Bu sırada Tingting’in annesi onları gözlemliyordu ve kızına sessizce fısıldadı.

"Gerçekten çok yüksek bir duygusal zekâsı var. Ama böyle bir adamı kontrolün altında tutabilir misin, ondan korkuyorum."

Ren Tingting’in gözleri Zhao Fanggang’ın üzerindeydi.

"O hep Ji Yuheng’in yanında çalıştı. Karakterinde sorun olsaydı, onun gözdesi olamazdı, ayrıca Y Bankası’na bile birlikte gittiler."

Annesi başını salladı, kızının elini hafifçe tuttu. 

"Başta biz aslında Ji Yuheng’i uygun görmüştük. O hem başarılı hem ağırbaşlı, tam büyük işler yapacak biri gibi duruyor. O yüzden seni onun departmanına yerleştirmiştik, tanışıp kaynaşırsınız diye. Ama sen farklı bir yol seçtin, Ji Yuheng’i değil de bu küçük Zhao’yu beğendin. Gerçi sonra öğrendik ki, Ji Bey zaten evliymiş, o kısmı kapatalım. Şimdi sana bakıyorum da, bu küçük Zhao’yu bayağı sevmişsin. Evet, Ji Yuheng kadar olağanüstü değil ama onunla kıyaslanacak kaç erkek var ki zaten? Bu yaşta bankada iş geliştirme müdürü olmuş biri elbet sıradan değildir. Görünüşü de iyi, ailesi de bize uygun sayılır. Eğer sana içtenlikle davranıyorsa, ben bu damadı kabul ederim."

Ren Tingting başını salladı.

"O bana iyi davranıyor."

Annesi, eşiyle yan yana duran Zhao Fanggang’a bir kez daha baktı ve başka bir şey demedi.

İki tarafın ailesi de bu ilişkiyi onaylayınca, ilişkileri hızla ilerlemeye başladı.

Zhao Fanggang uzun zamandır bir çatı katı dairesinde tek başına yaşıyordu. Tingting’e dairenin anahtarını verdi. Tingting işten çıkınca doğruca oraya gidiyordu, ev adeta onların aşk yuvası olmuştu.

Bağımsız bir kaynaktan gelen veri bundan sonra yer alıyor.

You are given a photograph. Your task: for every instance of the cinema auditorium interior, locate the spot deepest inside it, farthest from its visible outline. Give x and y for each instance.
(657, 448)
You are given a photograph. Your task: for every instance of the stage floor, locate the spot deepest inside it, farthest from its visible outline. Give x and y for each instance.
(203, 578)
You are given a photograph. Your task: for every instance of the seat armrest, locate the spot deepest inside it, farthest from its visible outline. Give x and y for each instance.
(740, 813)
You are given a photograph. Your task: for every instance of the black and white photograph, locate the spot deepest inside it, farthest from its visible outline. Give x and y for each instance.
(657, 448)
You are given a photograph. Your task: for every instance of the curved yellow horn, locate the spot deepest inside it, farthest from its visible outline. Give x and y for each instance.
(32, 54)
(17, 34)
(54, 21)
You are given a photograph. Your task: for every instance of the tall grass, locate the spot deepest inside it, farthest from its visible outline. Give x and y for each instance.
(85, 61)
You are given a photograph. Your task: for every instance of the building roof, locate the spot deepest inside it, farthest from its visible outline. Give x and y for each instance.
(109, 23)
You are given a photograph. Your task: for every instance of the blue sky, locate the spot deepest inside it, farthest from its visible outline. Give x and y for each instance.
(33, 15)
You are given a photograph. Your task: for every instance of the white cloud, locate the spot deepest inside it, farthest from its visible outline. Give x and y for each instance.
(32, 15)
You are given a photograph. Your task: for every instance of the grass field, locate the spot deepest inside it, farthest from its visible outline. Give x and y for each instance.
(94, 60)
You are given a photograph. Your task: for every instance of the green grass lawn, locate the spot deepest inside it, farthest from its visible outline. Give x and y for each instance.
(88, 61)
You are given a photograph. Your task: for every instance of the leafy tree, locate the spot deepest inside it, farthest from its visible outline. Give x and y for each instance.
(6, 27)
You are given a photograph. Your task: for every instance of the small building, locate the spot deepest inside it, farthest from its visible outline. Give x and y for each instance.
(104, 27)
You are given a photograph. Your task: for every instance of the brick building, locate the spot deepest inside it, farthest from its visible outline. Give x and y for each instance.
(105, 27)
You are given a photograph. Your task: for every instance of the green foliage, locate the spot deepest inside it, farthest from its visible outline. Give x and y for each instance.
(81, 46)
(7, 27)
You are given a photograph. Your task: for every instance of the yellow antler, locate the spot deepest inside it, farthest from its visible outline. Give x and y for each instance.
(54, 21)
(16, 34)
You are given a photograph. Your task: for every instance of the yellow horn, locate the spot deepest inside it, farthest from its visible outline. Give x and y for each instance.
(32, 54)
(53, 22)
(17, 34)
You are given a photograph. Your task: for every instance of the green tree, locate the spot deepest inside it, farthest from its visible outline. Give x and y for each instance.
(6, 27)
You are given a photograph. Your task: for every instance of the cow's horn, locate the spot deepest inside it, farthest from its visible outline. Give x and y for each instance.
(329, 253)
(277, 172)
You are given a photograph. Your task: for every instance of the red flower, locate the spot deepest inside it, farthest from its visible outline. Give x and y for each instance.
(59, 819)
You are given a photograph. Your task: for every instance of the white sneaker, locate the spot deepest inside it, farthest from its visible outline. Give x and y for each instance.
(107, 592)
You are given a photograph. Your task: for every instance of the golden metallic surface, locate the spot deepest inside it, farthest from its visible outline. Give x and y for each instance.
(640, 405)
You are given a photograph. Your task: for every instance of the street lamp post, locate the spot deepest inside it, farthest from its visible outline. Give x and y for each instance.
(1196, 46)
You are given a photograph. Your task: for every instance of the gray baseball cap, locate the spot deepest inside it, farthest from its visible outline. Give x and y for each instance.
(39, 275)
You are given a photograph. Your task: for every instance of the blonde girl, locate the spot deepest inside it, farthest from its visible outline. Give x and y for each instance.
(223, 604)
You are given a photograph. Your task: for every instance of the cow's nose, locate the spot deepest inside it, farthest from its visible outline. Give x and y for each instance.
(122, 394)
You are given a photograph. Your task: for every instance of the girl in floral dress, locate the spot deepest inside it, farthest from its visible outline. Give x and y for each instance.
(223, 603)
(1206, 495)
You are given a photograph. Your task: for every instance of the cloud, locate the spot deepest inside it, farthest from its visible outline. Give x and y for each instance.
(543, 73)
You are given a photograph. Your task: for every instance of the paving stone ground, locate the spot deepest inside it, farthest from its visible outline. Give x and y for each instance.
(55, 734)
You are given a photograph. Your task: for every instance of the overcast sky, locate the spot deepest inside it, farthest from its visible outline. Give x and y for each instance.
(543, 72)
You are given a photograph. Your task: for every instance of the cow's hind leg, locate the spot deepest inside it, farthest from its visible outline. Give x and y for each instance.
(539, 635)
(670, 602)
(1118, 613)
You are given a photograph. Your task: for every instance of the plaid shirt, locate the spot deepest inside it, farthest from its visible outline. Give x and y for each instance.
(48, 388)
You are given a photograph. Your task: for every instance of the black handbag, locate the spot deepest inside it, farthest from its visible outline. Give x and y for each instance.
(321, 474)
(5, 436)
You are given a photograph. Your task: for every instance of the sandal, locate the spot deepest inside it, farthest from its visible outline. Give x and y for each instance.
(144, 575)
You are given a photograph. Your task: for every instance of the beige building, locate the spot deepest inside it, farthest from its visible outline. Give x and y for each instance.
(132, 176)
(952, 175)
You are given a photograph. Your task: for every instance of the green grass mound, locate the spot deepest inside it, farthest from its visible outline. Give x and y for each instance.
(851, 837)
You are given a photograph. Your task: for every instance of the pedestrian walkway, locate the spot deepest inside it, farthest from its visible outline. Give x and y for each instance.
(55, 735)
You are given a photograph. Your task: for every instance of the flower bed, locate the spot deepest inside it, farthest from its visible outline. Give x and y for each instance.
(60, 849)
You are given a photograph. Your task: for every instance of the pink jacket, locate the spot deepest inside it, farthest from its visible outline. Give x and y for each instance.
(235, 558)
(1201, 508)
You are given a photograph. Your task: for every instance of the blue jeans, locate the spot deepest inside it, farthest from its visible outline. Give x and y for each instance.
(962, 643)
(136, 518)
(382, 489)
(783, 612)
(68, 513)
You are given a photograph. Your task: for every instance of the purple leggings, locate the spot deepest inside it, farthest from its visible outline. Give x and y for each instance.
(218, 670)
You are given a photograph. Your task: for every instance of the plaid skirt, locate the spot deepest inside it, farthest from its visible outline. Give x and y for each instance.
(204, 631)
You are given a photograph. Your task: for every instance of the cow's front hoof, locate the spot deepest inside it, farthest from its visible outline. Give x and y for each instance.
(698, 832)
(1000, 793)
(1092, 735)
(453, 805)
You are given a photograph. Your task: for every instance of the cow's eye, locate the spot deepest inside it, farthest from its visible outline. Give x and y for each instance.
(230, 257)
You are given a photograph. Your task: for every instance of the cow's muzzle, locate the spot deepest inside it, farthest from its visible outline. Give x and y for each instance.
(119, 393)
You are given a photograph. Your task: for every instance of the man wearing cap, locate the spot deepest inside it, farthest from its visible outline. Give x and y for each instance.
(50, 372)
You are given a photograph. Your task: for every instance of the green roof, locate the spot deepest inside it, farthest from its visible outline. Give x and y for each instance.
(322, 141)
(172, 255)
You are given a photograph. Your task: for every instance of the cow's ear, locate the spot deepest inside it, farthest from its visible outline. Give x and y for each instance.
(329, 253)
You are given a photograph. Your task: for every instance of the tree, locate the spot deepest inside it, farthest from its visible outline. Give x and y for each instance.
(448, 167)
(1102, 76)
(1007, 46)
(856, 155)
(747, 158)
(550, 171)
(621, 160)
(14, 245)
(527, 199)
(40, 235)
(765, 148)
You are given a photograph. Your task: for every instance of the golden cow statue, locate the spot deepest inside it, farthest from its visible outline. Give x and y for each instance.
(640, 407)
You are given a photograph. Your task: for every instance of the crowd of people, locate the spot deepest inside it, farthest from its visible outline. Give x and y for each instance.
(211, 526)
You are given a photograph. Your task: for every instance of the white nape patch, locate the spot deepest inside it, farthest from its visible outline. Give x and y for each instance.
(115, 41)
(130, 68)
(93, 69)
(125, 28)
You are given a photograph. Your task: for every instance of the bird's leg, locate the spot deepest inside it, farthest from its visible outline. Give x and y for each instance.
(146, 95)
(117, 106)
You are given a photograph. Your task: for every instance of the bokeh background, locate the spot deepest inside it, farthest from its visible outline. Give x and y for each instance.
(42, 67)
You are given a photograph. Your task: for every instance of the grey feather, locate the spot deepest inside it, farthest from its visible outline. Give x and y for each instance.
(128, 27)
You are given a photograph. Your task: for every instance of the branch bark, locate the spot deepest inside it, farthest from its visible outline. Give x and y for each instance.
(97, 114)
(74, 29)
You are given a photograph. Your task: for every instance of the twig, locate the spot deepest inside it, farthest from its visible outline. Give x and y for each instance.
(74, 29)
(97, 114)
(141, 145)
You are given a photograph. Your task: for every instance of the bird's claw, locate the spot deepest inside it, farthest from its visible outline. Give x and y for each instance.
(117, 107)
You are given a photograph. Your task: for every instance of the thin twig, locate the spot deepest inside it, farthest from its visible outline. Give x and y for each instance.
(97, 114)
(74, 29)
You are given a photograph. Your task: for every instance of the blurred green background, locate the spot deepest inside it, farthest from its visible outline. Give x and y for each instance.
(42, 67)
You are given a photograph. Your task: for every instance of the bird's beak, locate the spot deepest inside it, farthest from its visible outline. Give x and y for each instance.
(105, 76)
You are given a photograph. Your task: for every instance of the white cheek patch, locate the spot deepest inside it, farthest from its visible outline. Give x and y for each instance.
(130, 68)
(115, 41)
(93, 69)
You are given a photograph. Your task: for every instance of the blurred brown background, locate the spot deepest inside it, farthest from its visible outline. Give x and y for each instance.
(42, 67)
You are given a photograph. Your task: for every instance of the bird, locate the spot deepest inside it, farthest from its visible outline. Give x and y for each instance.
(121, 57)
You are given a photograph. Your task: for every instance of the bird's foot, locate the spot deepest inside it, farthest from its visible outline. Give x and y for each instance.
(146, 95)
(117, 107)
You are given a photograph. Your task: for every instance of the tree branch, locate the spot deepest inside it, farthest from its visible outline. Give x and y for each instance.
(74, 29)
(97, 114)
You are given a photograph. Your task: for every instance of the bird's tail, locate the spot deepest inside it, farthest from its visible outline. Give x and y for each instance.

Ren Tingting küçüklüğünden beri el üstünde tutulmuş bir kızdı, yemek yapmayı ya da ev işleriyle uğraşmayı hiç bilmezdi. Ama Zhao Fanggang için bunları öğrenmeye başladı.

Zhao Fanggang her ne kadar “Temizlikçi tutarız.” dese de, Tingting illa her şeyi kendisi yapmak istiyordu.

“Ancak kendi elimle yaparsam, burası gerçek bir ev olur.” diyordu.

Zhao Fanggang da buna karşı çıkmadı.

O gün eve döndüğünde Tingting’i mutfakta yemek hazırlarken buldu. Ceketini çıkarıp kollarını sıvadı ve mutfağa girdi.

“Ne pişiriyorsun? Çok güzel kokuyor.” diyerek arkadan sarıldı.

“İnternetten öğrendiğim domuz pirzolası ttarifni deniyorum.” dedi Tingting.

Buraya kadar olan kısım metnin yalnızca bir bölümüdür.